Program in Cellular and Molecular Medicine, Boston Children's Hospital, Boston, MA 02115, USA; Department of Pediatrics, Harvard Medical School, Boston, MA 02115, USA.
Department of Dermatology and Harvard Skin Disease Research Center, Brigham and Women's Hospital, Boston, MA 02115, USA.
Cell. 2018 Jun 28;174(1):187-201.e12. doi: 10.1016/j.cell.2018.04.017. Epub 2018 May 17.

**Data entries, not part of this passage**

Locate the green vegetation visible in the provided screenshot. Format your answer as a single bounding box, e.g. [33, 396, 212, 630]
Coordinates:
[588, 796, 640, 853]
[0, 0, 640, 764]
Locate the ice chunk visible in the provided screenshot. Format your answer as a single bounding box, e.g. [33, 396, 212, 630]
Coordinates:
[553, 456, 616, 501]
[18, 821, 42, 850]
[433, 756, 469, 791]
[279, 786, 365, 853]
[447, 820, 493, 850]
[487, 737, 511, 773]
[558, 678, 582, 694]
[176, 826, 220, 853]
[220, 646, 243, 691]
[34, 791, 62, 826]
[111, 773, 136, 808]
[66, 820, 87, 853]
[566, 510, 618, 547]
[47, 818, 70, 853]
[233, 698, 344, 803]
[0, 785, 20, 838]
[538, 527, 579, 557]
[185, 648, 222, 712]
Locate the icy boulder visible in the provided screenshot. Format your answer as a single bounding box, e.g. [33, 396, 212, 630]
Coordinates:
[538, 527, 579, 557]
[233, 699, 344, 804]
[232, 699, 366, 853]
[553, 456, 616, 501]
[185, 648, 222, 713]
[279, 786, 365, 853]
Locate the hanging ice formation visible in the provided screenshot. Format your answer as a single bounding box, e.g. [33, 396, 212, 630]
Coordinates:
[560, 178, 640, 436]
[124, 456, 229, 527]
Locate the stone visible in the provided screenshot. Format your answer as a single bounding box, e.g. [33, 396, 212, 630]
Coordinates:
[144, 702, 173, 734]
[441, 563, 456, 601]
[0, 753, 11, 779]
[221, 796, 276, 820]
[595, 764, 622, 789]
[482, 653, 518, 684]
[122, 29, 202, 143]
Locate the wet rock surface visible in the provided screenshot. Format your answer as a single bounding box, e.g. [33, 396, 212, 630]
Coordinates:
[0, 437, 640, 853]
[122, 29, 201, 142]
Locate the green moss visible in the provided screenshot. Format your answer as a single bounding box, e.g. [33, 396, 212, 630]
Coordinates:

Widespread mRNA decay, an unappreciated feature of apoptosis, enhances cell death and depends on mitochondrial outer membrane permeabilization (MOMP), TUTases, and DIS3L2. Which RNAs are decayed and the decay-initiating event are unknown. Here, we show extensive decay of mRNAs and poly(A) noncoding (nc)RNAs at the 3' end, triggered by the mitochondrial intermembrane space 3'-to-5' exoribonuclease PNPT1, released during MOMP. PNPT1 knockdown inhibits apoptotic RNA decay and reduces apoptosis, while ectopic expression of PNPT1, but not an RNase-deficient mutant, increases RNA decay and cell death. The 3' end of PNPT1 substrates thread through a narrow channel. Many non-poly(A) ncRNAs contain 3'-secondary structures or bind proteins that may block PNPT1 activity. Indeed, mutations that disrupt the 3'-stem-loop of a decay-resistant ncRNA render the transcript susceptible, while adding a 3'-stem-loop to an mRNA prevents its decay. Thus, PNPT1 release from mitochondria during MOMP initiates apoptotic decay of RNAs lacking 3'-structures.
广泛的 mRNA 降解,凋亡的一个未被认识的特征,增强细胞死亡,并依赖于线粒体外膜通透性(MOMP)、TUTases 和 DIS3L2。哪些 RNA 被降解以及起始降解的事件尚不清楚。在这里,我们显示了广泛的 mRNA 和 poly(A) 非编码(nc)RNA 在 3' 端的降解,这是由线粒体间空间 3'-5' 外切核糖核酸酶 PNPT1 触发的,该酶在 MOMP 期间释放。PNPT1 敲低抑制凋亡 RNA 降解并减少细胞凋亡,而外源性表达 PNPT1(而不是缺乏 RNase 的突变体)增加 RNA 降解和细胞死亡。PNPT1 底物的 3' 端穿过一个狭窄的通道。许多非多聚(A)ncRNA 含有 3'-二级结构或结合可能阻断 PNPT1 活性的蛋白质。事实上,破坏抗降解 ncRNA 的 3'-茎环结构的突变使其易受影响,而在 mRNA 上添加 3'-茎环则阻止其降解。因此,MOMP 期间线粒体中 PNPT1 的释放引发了缺乏 3'-结构的凋亡性 RNA 降解。